I think I should do some reading on dataclasses too

gsteele13 · 1 April 2021 21:39

I also did not know about the update() function of dict objects, awesome!

gsteele13 · 1 April 2021 21:51

I also learned something weird about python class attributes and self.__dict__: apparently, they are not added into self.__dict__ until they are set once? even though they do have a value…

Screenshot 2021-04-01 at 23.47.03

But if you set them in __init__(), then they are in the dict:

import json

class Foo:
    def __init__(self):    
        self.a = 1
        self.b = 1.5
        self.c = "a string"
        self.d = ["a", "list", "of", "strings"]

    def save_settings(self):
        with open("settings.json", "w") as f:
            json.dump(self.__dict__, f, indent=4)
    
    def load_settings(self):
        with open("settings.json", "r") as f:
            settings = json.load(f)
        self.__dict__.update(settings)

mega handy! and “reverse compatibility” for free

gsteele13 · 2 April 2021 18:51

curiously, with traits, if you declare them only in the __init__ function then they are not picked up in the traits() function, you must declare them outside of the init in the “top level” of the code…so kindof the opposite behaviour to __dict__…

gsteele13 · 2 April 2021 19:14

and it seems that traitets already support configuration files for traits of classes:

https://traitlets.readthedocs.io/en/stable/config.html#python-configuration-files

which is perfect since the things I want to serialise are going to be traits that are (optionally) linked to ipywidget gui controls (see other post… )

anton-akhmerov · 2 April 2021 19:33

Great that you found the solution!

To comment on the other question, the difference is between class attributes, which are defined in the class body, and are stored in Bar.__dict__ and the instance attributes, which are stored in B.__dict__. One way to get all data associated with an object is dir(B), however that will return all the methods as well.

slavoutich · 4 April 2021 17:39

My concern here (why I didn’t point that directly) was mostly about another thing: if you want to dynamically save/load configuration, you would rather go for JSON configuration files, and I am not sure how these are organized.
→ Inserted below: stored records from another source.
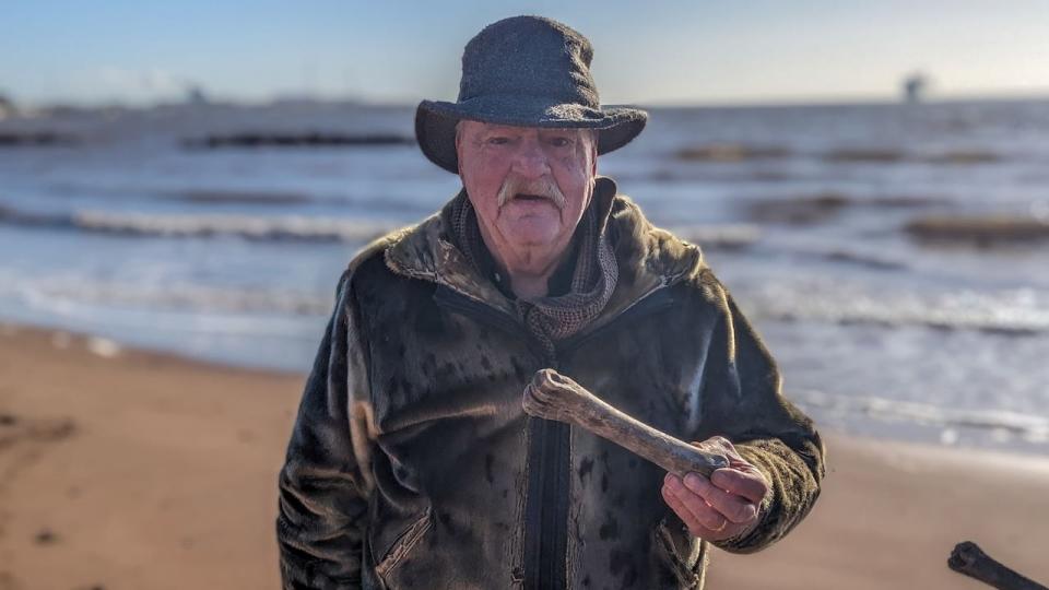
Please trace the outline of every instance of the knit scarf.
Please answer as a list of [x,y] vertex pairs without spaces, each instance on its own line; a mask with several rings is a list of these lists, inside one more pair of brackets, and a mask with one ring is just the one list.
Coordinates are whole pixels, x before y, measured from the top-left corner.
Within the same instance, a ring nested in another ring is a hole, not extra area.
[[[598,219],[598,204],[591,200],[573,238],[578,244],[569,292],[515,302],[522,323],[542,343],[550,357],[555,354],[554,343],[579,332],[593,321],[615,291],[620,270],[615,263],[615,252],[603,232],[603,220]],[[485,248],[484,239],[481,237],[476,212],[465,192],[460,193],[452,203],[451,225],[460,250],[474,270],[483,273],[479,261],[483,256],[481,249]]]

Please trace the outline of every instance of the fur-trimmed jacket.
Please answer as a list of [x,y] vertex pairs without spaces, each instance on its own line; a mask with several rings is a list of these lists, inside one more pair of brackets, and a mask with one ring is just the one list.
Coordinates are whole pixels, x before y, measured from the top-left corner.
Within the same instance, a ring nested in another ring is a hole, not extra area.
[[553,357],[449,235],[449,209],[350,264],[280,473],[285,589],[702,588],[710,548],[660,496],[664,473],[588,432],[529,417],[553,367],[683,440],[721,435],[770,482],[753,552],[812,508],[812,422],[699,249],[598,178],[620,275]]

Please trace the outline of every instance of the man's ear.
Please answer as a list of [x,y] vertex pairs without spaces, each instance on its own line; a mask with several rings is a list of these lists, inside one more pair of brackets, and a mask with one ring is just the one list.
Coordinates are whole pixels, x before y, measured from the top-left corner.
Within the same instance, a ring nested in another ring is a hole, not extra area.
[[[459,125],[462,125],[460,121]],[[459,178],[462,178],[462,132],[459,130],[459,125],[456,125],[456,167],[459,170]]]

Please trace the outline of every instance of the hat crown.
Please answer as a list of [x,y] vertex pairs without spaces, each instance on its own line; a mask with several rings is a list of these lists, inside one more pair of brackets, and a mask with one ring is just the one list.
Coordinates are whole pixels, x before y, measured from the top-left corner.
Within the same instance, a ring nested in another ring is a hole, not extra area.
[[542,16],[493,23],[462,52],[459,102],[487,95],[544,96],[600,108],[590,75],[593,48],[575,30]]

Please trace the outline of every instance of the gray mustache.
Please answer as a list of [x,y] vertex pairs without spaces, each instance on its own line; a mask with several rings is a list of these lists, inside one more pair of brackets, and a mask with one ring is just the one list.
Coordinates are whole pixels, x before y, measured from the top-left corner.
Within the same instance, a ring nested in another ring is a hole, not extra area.
[[564,209],[566,204],[565,194],[557,188],[553,178],[544,176],[535,180],[524,180],[512,176],[504,180],[503,187],[499,188],[499,206],[508,203],[515,196],[522,193],[545,197],[553,201],[557,209]]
This is a distinction in Jupyter configs: JSON configs are mostly machine-generated and Python configs are user-generated. I don’t remember what is the best way to use dynamic JSON configs, I would dig in Jupyter code first to see how they do it.

gsteele13 · 5 April 2021 09:02

Indeed, it seems that traitlets also support JSON config files, but it is not super-clear from the docs if load_config() can also accept JSON files. Will have to dig a bit.